Como uma cornucópia de anedotas, retratos atrevidos e apartes reveladores, o livro é indiscutivelmente envolvente; é inútil resistir à tentação de citá-lo extensamente. Mas os riscos envolvidos, tanto artísticos como sociais, fazem com que estas recordações sejam muito mais do que meras histórias. Em primeiro lugar, os filmes são locais de trabalho, e os entrevistados de Nirenberg revelam as negociações stressantes envolvidas na vida quotidiana da produção cinematográfica – não apenas com executivos e produtores, mas também com realizadores, que, embora empregados por esses mesmos empresários, são também os chefes imediatos da equipa. Portanto, esta é intrinsecamente uma história de diferenças de classe, envolvendo sindicatos e relações laborais em geral. Ao mesmo tempo, porque o controlo da realização é a própria definição da arte do cinema, esta é também uma história de como essa arte acontece, dos tipos de relações das quais depende a própria capacidade de funcionar como artista, e do processo de comunicação (por vezes misterioso, por vezes surpreendentemente literal) através do qual um plano se torna realidade. Na era que Nirenberg cobre, essa realidade é totalmente física e muitas vezes impossível de controlar e, portanto, perigosa. Estas histórias deixam claro os danos corporais que os membros da tripulação arriscam rotineiramente e como estes trabalhadores – cujo entusiasmo pelo seu trabalho e pelo próprio cinema é palpável – consideram uma profissão cujos riscos não são apenas físicos, mas também psicológicos, profissionais e familiares.

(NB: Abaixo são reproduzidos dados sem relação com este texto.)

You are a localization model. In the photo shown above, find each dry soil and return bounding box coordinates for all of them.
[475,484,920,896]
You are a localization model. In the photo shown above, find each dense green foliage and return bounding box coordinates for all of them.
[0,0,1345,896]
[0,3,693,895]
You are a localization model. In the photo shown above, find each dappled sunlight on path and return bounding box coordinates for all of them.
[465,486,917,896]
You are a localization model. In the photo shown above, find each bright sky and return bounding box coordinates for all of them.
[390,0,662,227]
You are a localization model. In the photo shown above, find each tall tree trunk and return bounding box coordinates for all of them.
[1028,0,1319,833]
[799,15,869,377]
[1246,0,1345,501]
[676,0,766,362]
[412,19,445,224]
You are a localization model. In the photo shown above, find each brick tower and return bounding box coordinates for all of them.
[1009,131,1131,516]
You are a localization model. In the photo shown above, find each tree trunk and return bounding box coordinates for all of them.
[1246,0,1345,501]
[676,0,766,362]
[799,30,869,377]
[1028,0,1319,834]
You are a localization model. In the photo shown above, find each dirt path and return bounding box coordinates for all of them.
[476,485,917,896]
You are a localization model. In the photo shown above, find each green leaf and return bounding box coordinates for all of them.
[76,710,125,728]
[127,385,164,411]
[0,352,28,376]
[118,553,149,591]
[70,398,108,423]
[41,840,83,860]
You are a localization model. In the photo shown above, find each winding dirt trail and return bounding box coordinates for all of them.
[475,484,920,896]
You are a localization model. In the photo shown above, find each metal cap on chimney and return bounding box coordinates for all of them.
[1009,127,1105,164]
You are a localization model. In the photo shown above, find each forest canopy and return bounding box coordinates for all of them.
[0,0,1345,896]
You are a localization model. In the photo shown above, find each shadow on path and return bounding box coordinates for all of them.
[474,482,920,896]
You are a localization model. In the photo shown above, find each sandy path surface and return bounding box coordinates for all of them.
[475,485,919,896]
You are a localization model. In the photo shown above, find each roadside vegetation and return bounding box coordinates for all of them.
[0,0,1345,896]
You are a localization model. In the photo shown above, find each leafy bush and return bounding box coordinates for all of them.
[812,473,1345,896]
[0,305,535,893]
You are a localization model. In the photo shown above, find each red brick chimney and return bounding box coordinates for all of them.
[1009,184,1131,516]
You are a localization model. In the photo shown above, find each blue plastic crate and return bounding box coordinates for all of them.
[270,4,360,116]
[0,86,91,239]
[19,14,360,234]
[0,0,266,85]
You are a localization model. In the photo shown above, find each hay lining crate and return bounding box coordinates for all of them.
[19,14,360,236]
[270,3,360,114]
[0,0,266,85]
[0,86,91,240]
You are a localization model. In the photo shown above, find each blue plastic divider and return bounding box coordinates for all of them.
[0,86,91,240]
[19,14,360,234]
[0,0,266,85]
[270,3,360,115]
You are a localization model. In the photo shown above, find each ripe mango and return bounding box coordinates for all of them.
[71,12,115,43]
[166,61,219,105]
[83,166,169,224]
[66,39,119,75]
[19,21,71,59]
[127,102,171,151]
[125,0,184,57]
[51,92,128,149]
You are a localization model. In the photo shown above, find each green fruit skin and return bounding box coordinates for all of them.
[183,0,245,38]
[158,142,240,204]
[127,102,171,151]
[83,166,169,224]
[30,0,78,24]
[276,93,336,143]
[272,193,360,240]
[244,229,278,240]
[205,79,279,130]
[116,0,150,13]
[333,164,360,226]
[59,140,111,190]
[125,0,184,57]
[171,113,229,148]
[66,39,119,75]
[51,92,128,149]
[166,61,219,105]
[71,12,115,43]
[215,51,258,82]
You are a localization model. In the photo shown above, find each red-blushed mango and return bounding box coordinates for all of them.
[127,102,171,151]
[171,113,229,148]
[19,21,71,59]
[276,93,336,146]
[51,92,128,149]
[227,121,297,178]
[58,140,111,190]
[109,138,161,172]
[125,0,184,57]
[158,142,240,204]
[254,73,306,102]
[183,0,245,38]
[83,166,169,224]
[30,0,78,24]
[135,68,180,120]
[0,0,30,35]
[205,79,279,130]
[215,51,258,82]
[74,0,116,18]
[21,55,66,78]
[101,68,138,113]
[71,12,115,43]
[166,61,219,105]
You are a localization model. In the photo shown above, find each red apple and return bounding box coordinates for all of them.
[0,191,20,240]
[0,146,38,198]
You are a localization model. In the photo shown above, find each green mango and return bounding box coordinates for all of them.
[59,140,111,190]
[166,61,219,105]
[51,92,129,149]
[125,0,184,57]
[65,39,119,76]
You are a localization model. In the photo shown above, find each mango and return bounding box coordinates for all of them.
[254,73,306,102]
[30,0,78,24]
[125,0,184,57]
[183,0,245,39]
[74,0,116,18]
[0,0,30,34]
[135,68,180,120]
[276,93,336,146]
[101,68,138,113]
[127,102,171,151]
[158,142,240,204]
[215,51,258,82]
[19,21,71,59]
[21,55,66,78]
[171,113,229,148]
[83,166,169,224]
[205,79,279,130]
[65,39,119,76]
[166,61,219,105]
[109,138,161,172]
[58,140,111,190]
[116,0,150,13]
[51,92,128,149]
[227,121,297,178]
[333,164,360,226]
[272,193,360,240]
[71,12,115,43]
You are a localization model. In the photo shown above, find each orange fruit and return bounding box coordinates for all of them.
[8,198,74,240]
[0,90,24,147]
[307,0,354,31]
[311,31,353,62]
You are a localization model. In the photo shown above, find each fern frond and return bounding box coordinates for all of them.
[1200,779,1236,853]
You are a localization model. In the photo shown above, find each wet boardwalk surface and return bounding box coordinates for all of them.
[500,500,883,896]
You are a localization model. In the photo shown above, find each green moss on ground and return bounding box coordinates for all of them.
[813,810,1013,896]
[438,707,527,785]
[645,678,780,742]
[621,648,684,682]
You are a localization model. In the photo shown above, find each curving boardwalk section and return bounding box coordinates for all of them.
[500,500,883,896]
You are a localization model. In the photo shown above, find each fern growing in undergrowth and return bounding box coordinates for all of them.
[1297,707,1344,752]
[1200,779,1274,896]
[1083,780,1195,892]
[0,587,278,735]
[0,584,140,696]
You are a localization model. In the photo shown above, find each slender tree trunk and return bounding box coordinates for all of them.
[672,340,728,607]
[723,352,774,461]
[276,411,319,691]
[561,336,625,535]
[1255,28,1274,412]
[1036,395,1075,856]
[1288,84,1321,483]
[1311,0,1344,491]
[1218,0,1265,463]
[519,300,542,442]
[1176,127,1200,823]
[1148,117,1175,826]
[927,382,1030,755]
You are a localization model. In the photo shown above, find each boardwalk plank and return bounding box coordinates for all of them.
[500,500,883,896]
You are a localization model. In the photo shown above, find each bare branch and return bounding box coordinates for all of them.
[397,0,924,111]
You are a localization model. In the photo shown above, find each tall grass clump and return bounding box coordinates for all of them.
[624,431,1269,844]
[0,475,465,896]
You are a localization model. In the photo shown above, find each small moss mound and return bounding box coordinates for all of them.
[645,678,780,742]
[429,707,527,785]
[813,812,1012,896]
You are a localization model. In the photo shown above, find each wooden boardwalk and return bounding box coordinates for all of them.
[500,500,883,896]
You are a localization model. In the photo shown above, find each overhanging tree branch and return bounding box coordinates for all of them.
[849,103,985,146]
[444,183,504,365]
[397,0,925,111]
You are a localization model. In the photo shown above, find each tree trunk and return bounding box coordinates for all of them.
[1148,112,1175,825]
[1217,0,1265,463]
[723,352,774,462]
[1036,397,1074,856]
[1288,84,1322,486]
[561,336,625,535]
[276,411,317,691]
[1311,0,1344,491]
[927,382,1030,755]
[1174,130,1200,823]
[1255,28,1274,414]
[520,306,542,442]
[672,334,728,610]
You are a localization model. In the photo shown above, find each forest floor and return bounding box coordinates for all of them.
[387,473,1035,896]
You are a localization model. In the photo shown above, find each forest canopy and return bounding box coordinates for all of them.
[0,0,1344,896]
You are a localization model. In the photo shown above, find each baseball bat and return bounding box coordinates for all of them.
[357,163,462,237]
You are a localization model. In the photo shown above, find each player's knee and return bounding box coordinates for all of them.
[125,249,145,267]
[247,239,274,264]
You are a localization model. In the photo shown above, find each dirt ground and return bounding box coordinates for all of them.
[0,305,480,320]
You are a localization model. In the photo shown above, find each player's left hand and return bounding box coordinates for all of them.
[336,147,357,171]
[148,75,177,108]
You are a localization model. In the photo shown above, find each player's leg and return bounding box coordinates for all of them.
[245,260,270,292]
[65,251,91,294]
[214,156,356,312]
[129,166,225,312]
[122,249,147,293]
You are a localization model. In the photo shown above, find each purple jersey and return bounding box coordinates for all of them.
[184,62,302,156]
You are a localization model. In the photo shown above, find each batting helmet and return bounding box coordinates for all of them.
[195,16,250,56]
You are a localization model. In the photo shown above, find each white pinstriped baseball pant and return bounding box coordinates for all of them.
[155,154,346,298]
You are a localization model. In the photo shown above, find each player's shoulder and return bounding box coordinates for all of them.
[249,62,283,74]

O primeiro filme discutido é “On the Waterfront” (1954), o contundente drama de Elia Kazan sobre corrupção sindical e resistência entre estivadores, estrelado por Marlon Brando. Ironicamente, as políticas sindicais desempenharam um papel significativo na formação do filme. Kazan, lutando para encontrar um diretor de fotografia local cujo trabalho o agradasse, teve a sorte de contratar uma lenda viva. Kazan ouviu falar de um cinegrafista chamado Boris Kaufman, que disse já ter feito um filme à beira-mar antes. Esse filme foi “L’Atalante” (1934), de Jean Vigo, um poderoso clássico de poesia visual e poder emocional, e Kaufman – nascido na Rússia e irmão mais novo dos famosos diretores soviéticos Dziga Vertov e Mikhail Kaufman – teve uma carreira distinta na França, antes que a ocupação nazista o obrigasse a emigrar. Apesar de sua longa e ilustre experiência, as restrições sindicais o impediram de trabalhar como diretor de fotografia em Hollywood, razão pela qual permaneceu em Nova York, trabalhando principalmente em curtas-metragens e documentários – e por isso fez questão de trabalhar no filme de Kazan. Surpreendentemente, embora tenha ganhado um Oscar por sua fotografia em “On the Waterfront”, Kaufman ainda não conseguiu filmar em estúdio em Hollywood; as exigências sindicais o teriam forçado a começar como assistente e progredir. Em vez disso, ele permaneceu onde estava e se tornou um diretor de fotografia de referência para produções de Nova York, como “12 Angry Men” e “Splendor in the Grass”, ao mesmo tempo que se tornou um mentor principal para uma nova geração de equipes de câmera baseadas em Nova York. (Uma de suas operadoras de câmera em “On the Waterfront”, Gayne Rescher, passou a ser diretora de fotografia de filmes clássicos de Nova York, como “A New Leaf”, de Elaine May, e “Such Good Friends”, de Otto Preminger.) A perda de Hollywood foi de fato o ganho de Nova York.